In the case of American politics, there was a Republican strategy known as the Southern Strategy which sought to appeal to the race issue without making it blatantly obvious. In the much-quoted passage, Republican strategist Lee Atwater explains to journalist Jimmy Carter IV that dog-whistling rhetoric began with shifting away from derogatory words like the n-word and focused on abstractions such as forced integration, state’s rights, and tax cuts; just like in the case of Nick Griffin, who suggested words like democracy, security, identity, freedom. Later in modern American political discourse, mostly done by Republican politicians, there were constant associations between public assistance programs and laziness (while the far-right would interpret that temperament as being associated with minorities). It was done blatantly–like in Mitt Romney’s 47% speech–but it was mostly subtle and incrementally by both Republicans and Democrats.
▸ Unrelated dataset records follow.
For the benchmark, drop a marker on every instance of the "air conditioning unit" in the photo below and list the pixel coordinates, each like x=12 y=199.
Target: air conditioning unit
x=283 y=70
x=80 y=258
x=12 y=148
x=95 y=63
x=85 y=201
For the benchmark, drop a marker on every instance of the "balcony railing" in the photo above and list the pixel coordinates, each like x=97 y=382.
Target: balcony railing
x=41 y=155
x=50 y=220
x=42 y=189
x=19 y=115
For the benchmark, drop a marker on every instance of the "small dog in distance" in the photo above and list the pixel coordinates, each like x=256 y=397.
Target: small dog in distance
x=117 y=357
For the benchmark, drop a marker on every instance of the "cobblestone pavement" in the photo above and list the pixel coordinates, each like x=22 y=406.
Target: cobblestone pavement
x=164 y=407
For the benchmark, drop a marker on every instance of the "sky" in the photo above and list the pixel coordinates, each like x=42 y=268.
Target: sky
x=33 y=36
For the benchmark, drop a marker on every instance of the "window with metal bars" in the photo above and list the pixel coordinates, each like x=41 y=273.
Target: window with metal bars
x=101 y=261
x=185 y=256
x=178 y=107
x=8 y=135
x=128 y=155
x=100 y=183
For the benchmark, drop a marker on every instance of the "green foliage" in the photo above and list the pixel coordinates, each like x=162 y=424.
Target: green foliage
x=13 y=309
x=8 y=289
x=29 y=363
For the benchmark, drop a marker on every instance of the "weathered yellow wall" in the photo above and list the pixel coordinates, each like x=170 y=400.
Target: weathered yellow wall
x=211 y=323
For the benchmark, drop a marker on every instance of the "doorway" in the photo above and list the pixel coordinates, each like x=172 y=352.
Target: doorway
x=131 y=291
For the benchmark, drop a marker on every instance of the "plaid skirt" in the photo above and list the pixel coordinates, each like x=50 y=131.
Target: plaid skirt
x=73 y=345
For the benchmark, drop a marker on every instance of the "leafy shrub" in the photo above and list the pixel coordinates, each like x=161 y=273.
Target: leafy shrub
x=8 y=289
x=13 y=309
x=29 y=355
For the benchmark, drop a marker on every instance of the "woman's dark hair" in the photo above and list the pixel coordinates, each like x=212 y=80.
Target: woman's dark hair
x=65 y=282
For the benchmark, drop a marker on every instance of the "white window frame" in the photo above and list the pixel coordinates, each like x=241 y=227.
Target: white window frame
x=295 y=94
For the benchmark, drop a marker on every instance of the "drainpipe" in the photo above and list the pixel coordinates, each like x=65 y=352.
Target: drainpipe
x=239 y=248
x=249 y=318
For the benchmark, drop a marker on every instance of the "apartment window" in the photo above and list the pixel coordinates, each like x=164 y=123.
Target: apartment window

As mentioned before in that Quintillion Ink-Strokes article, fascism is defined by its malleability, in other words it is not usually accepted in face value, rather it creeps into people’s acceptability. It can start as simple as white voters thinking that the tragic plight of minorities is simply the byproduct of genetic determinism. It would involve the indifference to those plights being conducted. A thing to keep in mind, as German YouTuber Three Arrows noted, that atrocities perpetuated by fascists do not happen ex nihilo, rather it is the natural consequence of a gradual process of tolerated marginalization.

This is exactly the type of method that the alt-right has started adopting in order to become accepted into broader society. An advantage that they have is that they can easily adapt their rhetoric in any way, whether they achieve acceptability or not. After the disastrous Unite the Right rally, where a protester, Heather Heyer, was killed, the alt-right started to recognize the importance of concealing their agenda in a form of linguistic camouflage. This would involve using labels like identitarian; and the deflection of arguments which Republican strategists and politicians have also used alongside dog-whistling.

In order to truly understand how fascist rhetoric is able to convert white voters into willful recruits, then the amalgamation of subtleties should be examined in order to see how far it would go and how much it should be challenged. It can begin with something as simple as one’s own identity.

 

Lopez, Ian Haney. “Dog Whistle Politics.” Oxford University Press. 2014.